At the same time, the IRS coped with Tax changes incorporated into law this year by Congress. Many of these changes relate to pandemic relief efforts, such as Recovery Rebate Credit, which allows people to claim extra stimulus money when they have received too little. But if taxpayers filled out this credit memo incorrectly, their forms will be flagged for manual review by IRS staff, which has added to the backlog.

New regulations for the Income Tax Credit and Child Tax Credit are also causing problems in the system as the government stimulus package signed in December came too late for the IRS to adjust its forms and computer systems.

The stimulus package provisions allow taxpayers to claim the credits based on their 2019 income instead of their 2020 income if that would have been more convenient for them – but such “reviews” require IRS staff to review 2019 income.

All of these issues and more have resulted in “an unprecedented number of returns that require manual verification, which is slowing the issuance of refunds,” noted Collins.

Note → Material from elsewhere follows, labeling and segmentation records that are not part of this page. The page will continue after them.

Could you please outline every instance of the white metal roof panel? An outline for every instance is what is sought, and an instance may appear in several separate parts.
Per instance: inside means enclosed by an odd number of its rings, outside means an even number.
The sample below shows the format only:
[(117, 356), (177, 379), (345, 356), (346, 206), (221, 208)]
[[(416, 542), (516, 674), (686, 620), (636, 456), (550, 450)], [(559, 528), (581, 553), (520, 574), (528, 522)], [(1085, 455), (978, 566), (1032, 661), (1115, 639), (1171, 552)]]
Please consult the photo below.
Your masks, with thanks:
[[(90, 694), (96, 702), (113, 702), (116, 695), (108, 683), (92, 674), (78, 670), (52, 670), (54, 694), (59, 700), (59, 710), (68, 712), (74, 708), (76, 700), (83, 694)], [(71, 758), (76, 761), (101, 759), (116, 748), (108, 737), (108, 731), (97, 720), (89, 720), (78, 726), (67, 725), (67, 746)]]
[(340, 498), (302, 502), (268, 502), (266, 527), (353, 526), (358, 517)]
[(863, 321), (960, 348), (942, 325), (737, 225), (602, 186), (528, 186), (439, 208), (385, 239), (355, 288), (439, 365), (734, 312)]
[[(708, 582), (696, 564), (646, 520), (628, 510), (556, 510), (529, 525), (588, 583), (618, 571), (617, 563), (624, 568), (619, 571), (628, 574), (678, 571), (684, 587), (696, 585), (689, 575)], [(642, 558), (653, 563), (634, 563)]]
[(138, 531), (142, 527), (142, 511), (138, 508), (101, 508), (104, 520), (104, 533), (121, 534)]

Backlog requires manual processing

The manual processing of 35 million IRS backlog returns requires an IRS agent to review or review each one before moving on to the next step, noted Collins.

The backlog includes:

  • 16.8 million paper tax returns to be processed
  • 15.8 million returns paused for further review
  • 2.7 million changed returns that still need to be processed

Of the 15.8 million returns that require further verification, more than 10 million have been withdrawn due to an error that can be as simple as an addition or subtraction error. Even so, an IRS agent has to manually review each of these returns to review the errors and fix them, noted Collins.

But a “large number” of incorrect statements relate to the “backsight” problem of the tax credit, as well as discrepancies between the taxpayer’s claimed recovery credit and the IRS’s own records. This could happen, for example, if a taxpayer doesn’t accurately remember the amount of stimulus money received and enters the wrong number, Collins said.

Telephone advice is not a “luxury”

With so many returns to the IRS, it might come as no surprise that the number of calls to the IRS and visits to its website has skyrocketed this year – with the number of calls being four times the number of calls to the agency In 2020, said Collins.

At the height of the filing season this year, the IRS was getting about 1,500 calls per second, added Collins.

The IRS was unable to keep up with demand, resulting in “historically poor service,” the report said.

For example, the toll-free number for individual income tax services received 85 million calls, but only 3% of the callers reached a customer service representative, she noted. Collins also highlighted the “Where’s My Refund” tool on the IRS website as requiring improvement, noting that in many cases the tool does not provide an estimate of when a taxpayer might get their refund or an explanation of the withholding.

“From the taxpayer’s point of view, the IRS’s inability to answer calls or provide replies creates frustration and undermines a fundamental right of the taxpayer – namely, the right to be informed,” said Collins, adding that she urged Congress to raise funds for the IRS to improve its ability to answer and handle calls.

She added, “In my opinion, telephone assistance is not just an option or a luxury.”